The new American dream is to be your own boss, working for yourself in the career of your choice. In fact, a survey from Bentley University found that a whopping 67% of millennials have a career goal that involves starting their own business.
However, despite the fact that two-thirds of millennials dream of being entrepreneurs, only 16% of start-up businesses are begun by those who are 35 years and younger. That’s not surprising since starting your own business can be a daunting task, due to the high startup costs and risks involved.
As an account and financial adviser, Casey McClurkin knows the risks better than most, but decided to start her own business anyway. As the founder of Evolve Money Coaching, she decided to follow her dream and become an entrepreneur.
“I had to temper my excitement,” she said. “I knew it was going to be a long hard road, but I thought I could do it.”
Starting Her Own Business
When it comes to starting a business, you need more than passion and a great idea. Besides all the hard work and long hours required, you also have to deal with financial insecurity. According to a U.S. Bank Study, 82% of small business fail due to cash flow problems.
When McClurkin wanted to start her own business as a money coach, she knew the odds would be difficult to overcome.
“It was kind of a calling,” McClurkin said. “My vision is that we live in a world where talking about money isn’t taboo; that there isn’t any shame around it.”
Besides her background in accounting, Casey has a passion to help people with their money. She became a licensed financial advisor, but it still didn’t give her the opportunity to connect with clients and help them develop the fundamental money habits and budgeting skills they needed in order to be successful.
By becoming a financial coach, Casey knew that she would be able to connect with her clients on a personal level and help them on the path to financial stability. And that’s when the idea for Evolve Money Coaching was born.
“When I worked for a Fortune 500 firm as a financial advisor, I still had to build my own business,” she said. “I knew I had the fundamentals, but I also knew that it was going to be a lot of hard work and it wouldn’t happen overnight.”
Funding Her Dream
She began by becoming certified as a behavioral financial advisor and began saving every dime she could in order to put it towards starting her business. Her next step was to secure a personal loan in July.
Since financial coaching is a relatively new field, she knew that it would be a hard sell for the bank to provide the loan. Plus, it would be extremely expensive. After figuring out her monthly expenses would only be about $400 a month, she knew didn’t need a substantial loan. So she looked into alternative solutions to securing her startup money.

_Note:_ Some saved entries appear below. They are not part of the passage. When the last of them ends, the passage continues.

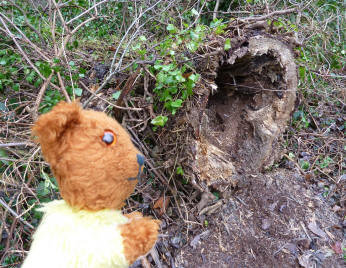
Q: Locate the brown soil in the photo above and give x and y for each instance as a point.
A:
(269, 223)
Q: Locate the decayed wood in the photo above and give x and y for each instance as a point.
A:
(244, 100)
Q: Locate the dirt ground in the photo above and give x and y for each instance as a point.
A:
(278, 220)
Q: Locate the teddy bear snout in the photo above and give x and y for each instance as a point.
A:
(140, 161)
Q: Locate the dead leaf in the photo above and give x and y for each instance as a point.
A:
(316, 230)
(94, 87)
(196, 239)
(305, 261)
(337, 248)
(161, 204)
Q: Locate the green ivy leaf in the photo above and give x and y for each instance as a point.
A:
(180, 170)
(227, 44)
(159, 120)
(176, 104)
(116, 95)
(78, 91)
(171, 28)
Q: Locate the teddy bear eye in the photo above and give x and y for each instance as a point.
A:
(108, 137)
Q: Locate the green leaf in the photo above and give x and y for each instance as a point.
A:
(194, 77)
(78, 91)
(3, 154)
(194, 12)
(3, 61)
(16, 87)
(304, 165)
(116, 95)
(227, 44)
(159, 120)
(177, 103)
(171, 28)
(142, 38)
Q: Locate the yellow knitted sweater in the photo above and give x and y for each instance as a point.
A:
(69, 238)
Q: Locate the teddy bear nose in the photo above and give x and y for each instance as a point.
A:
(140, 159)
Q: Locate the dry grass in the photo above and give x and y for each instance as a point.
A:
(314, 140)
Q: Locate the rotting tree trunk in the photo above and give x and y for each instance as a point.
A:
(244, 100)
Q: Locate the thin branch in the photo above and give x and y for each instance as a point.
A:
(40, 96)
(272, 14)
(3, 203)
(37, 49)
(14, 144)
(216, 9)
(88, 10)
(14, 39)
(116, 106)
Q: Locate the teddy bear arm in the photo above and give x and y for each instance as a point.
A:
(139, 236)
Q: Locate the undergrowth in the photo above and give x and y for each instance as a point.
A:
(65, 50)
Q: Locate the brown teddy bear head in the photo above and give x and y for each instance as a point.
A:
(91, 155)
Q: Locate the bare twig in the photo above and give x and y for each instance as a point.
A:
(14, 144)
(112, 104)
(3, 203)
(272, 14)
(40, 96)
(216, 9)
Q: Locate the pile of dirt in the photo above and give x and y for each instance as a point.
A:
(278, 220)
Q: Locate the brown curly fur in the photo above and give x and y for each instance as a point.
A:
(91, 174)
(139, 235)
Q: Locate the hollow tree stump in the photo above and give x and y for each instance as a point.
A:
(244, 99)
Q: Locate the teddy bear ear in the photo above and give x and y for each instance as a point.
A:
(50, 126)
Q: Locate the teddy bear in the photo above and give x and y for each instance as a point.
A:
(97, 167)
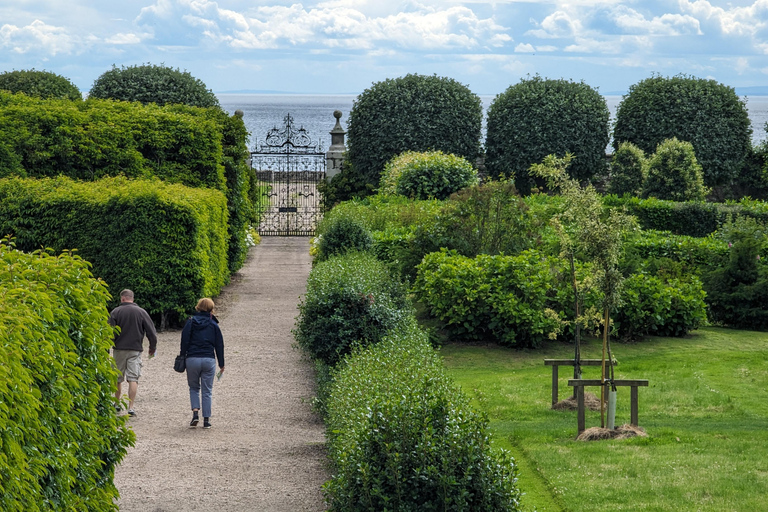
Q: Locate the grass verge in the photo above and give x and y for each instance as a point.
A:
(705, 412)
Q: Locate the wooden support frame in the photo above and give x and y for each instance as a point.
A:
(580, 384)
(555, 363)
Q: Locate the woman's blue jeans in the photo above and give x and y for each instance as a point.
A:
(200, 372)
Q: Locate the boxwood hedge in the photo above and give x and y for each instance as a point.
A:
(166, 242)
(60, 439)
(403, 437)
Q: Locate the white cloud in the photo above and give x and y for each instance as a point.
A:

“I was fortunate in that I had a family member who believed in me and was willing to give me a loan that was beneficial to both of us,” McClurkin said.
They signed a contract which included a payment plan and interest rate.
“He gave me an interest rate that was lower than I would pay to the bank, but it’s higher than what he would have earned in a savings account which is where the money would have been otherwise,” she said. “In a way, it worked out well for both of us!”
McClurkin said that she could have started Evolve Money Coaching with a smaller loan, but considers it an investment for the future of herself and the business.
“I didn’t want to feel like that the funds were so scarce that I couldn’t take advantage of big opportunities that presented themselves,” she said.
She uses her loan to attend seminars and further her education. She also invested in scheduling software and networking fees to continue building her client base.
It is a significant debt,” McClurkin said. “However I don’t look at it as something that’s holding me back. I look at it as a way to invest in myself and in my business.”
Having the right mindset is a key factor for McClurkin, as an entrepreneur and as a financial coach. When it comes to her business expenses and revenue, she puts profit first.
“I take the revenue that I’ve collected from my clients and I take out a percentage for profit, a percentage for my personal income on and then a percentage for expenses,” McClurkin said. “Quarterly I will be taking a bonus for our profits and I’ll use that to pay down the debt.”
McClurkin’s current focus is on growing her business. Only in operation for a few months, young professionals and couples are her biggest clientele.
“I started this business to be able to help folks who don’t have the training and the education in personal finance as I do,” she said. “Just because somebody doesn’t know how to do money doesn’t mean that they’re stupid or that they should be ashamed. Money is a skill just like learning how to draw or riding a bike. You can learn how to do it.”
Her goal is to teach as many people as she can.
“Money is something that affects every single one of us,” she said. “And the more you know, the better decisions you can make for yourself and the better for everyone. And I really want to empower people to be able to make those decisions and be confident about it.”
McClurkin believes in her business, and more importantly, in herself.
“I’ve set myself up so that my mindset is that I’m already a success,” she said. “I really believe in myself and I surround myself with people who believe in me. I have made it my unshakable truth that I’m going to succeed and I’m going to be okay.”